Dispersed suburbs
Letchworth Garden City was the first holistically planned new settlement of the garden city movement, which aimed to combine the best aspects of town and country living. The competition brief issued by RIBA on behalf of the Letchworth Garden City Heritage Foundation invited practices to draw up proposals for a landmark 44.5 ha site to the north of the garden city. Founded in 1903, Letchworth was extended in the 1980s but still largely consists of countryside-style
detached and semi-detached houses, with large private gardens back and front, driveways and garages; pleasant yet dispersed suburbs without sufficient concentration of people to support effective public transport. While the centrally located railway station provides good connections to London and other regional centres, access and interchange on a local level is poor. At present over 50 per cent of commuter journeys are made by car.
Walkable neighbourhoods
Our new garden city re-thinks the local transport infrastructure to provide an on demand shared transit network serving a rationalised series of nodes. The cyclical route connects all key points into a single loop.
Developments are concentrated within a 400 metre radius of each node to create walkable neighbourhoods. Bus and cycle routes connect south through The Grange into Letchworth promoting sustainable travel. Car routes are restricted with three shared car parks along a peripheral road.
A variety of house-types, with courtyards, balconies and terraces replace over-sized private gardens. These provide a close relationship with the interior spaces and are generous enough to accommodate a range of uses and users. The reduced private gardens are supplemented by a rich and diverse series of semi-public and public spaces, providing an opportunity to retain the maximum amount of existing countryside with the potential to introduce additional trees, hedgerows, habitats, agriculture and leisure spaces on a much more ambitious scale than the original garden city masterplan.
The green spine acts as a high street, linking up the three communities each with a different focus - self-building and craftsmanship, market and trade, education and culture. These three micro-communities benefit from one another and work together to contribute to self-sufficiency. The density within these clusters varies, with higher density around the local centre, radiating around public spaces, with lower densities around the edge.

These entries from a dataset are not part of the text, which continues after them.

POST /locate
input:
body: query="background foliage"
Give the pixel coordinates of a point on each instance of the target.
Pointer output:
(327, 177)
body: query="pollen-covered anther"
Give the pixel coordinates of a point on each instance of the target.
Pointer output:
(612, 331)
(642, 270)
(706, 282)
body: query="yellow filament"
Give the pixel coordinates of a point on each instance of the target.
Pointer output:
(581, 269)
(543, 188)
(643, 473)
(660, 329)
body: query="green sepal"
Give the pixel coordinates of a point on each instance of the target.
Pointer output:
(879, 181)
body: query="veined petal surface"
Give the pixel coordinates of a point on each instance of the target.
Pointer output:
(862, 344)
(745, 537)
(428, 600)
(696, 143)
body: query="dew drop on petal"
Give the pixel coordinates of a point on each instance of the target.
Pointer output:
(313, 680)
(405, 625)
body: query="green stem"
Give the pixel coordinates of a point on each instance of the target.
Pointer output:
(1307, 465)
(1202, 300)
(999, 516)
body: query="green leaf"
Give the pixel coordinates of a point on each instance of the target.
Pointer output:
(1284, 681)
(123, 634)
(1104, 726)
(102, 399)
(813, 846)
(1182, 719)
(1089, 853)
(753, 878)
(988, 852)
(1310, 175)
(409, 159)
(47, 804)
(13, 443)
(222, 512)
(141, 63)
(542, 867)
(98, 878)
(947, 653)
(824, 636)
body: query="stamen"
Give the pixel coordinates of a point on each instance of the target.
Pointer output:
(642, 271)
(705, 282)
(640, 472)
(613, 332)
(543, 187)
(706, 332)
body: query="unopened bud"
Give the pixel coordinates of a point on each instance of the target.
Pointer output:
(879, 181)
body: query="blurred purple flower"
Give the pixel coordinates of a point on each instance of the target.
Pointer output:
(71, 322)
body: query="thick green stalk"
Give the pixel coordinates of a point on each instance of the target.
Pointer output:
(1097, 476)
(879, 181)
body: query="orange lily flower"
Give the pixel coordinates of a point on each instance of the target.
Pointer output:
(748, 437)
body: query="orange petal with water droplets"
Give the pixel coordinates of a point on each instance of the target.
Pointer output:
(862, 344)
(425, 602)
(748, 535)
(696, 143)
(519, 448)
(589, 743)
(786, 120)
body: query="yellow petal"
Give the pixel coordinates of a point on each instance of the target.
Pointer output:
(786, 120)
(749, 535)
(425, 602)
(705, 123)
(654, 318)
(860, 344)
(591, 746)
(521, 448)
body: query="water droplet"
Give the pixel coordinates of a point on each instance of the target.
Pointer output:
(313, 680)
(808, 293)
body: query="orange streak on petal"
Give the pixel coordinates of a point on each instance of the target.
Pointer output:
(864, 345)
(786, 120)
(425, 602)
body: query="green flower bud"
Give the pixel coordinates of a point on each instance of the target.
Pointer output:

A green network links up farming spaces, greenways and hedgerows. The landscape becomes productive with clear functions spread across the area and within the communities: allotments, farming fields, orchards, reed beds, aquaponics, greenhouses, meadows and rainwater storage.
The proximity of the different centres enable the new community to develop independently as well as in partnership with Letchworth, and promotes an alternative way of living, focused on a sustainable approach to community life.